The experience of ageism

Penny MulveyBy Penny Mulvey

“It is a terrible thing for a society to discard the weak and the disabled and to justify it by saying they have had their turn.”

This is the claim made by Dr Karen Hitchcock, a Melbourne physician and writer, in the March Quarterly Essay, Dear Life, on caring for the elderly.

Dr Hitchcock’s paper is compelling, compassionate and passionate. She is a doctor who sees beyond the surface of the presenting health issues to the person beneath. She is appalled by the ageism within Australian society which implicitly states that old people are a burden on our economy.

The Synod has long recognised that the elderly can be marginalised by society, as is evidenced through the work of Uniting AgeWell (UA). The new Executive Director of UA, Valerie Lyons, suggests the term ‘aged care’ reinforces the kind of mentality to which Dr Hitchcock is referring.

Dr Hitchcock’s essay is a very loud canary in the coal mine and in reading it, I realised how deeply some of the mantra she cited is entrenched within my brain. Medicine is keeping elderly patients alive against their will. Put me out of my misery if ever I get dementia. Growing old is to be feared.

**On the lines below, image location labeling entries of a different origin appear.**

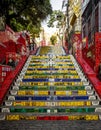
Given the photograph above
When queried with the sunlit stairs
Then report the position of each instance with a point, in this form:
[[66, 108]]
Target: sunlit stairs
[[50, 87]]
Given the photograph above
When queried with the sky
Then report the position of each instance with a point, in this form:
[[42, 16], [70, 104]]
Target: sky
[[56, 5]]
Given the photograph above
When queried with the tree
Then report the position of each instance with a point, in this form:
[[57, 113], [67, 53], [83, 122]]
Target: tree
[[56, 17], [53, 39], [25, 14]]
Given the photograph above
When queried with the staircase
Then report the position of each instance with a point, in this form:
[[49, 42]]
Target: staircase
[[51, 87]]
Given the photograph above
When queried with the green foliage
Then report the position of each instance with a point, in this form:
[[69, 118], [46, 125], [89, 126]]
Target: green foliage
[[22, 14], [53, 39], [56, 17]]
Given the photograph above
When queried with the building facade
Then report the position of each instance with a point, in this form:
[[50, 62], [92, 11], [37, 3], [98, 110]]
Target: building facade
[[91, 33]]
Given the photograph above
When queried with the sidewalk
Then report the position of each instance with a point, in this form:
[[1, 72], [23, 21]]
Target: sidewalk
[[91, 75]]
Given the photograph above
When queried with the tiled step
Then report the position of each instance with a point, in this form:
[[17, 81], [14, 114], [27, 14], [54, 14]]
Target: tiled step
[[51, 110], [52, 103]]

“This is not the case!”, Dr Hitchcock’s words yell out from each page. However, the result of the deeply held ageism in our society, is that many of the elderly have also adopted it, expressing concern about being a bother and a burden, electing for no treatment when they still have worthy lives to live.

The Uniting Church believes that all people are created in the image of God. The 2006 Assembly affirmed the value of each individual life in the comprehensive statement, Dignity in Humanity: a Uniting Church statement on human rights.

Paragraph two reads: “…the Uniting Church believes that every person is precious and entitled to live with dignity because they are God’s children, and that each person’s life and rights need to be protected or the human community (and its reflection of God) and all people are diminished.”

Later in the document, the Church supports the commitment of the Eighth Assembly of the World Council of Churches to promote and defend human rights which takes into account: “… the equal rights of young and old, of women and men, and of all persons irrespective of their origin or condition.”

Dr Hitchcock strongly asserts that elderly people should be offered equal rights irrespective of their origin or condition because she too believes we are all diminished.

“The elderly, the frail are our society: they gave birth to us, nourished us, protected us, paid their taxes diligently, went to war, ate bread with sugar when there was no butter…They are our parents and grandparents, our carers and neighbours and they are every one of us in the not-to-distant future.”

We are a Church which is ageing. Do not be afraid to advocate for each other as every person is precious.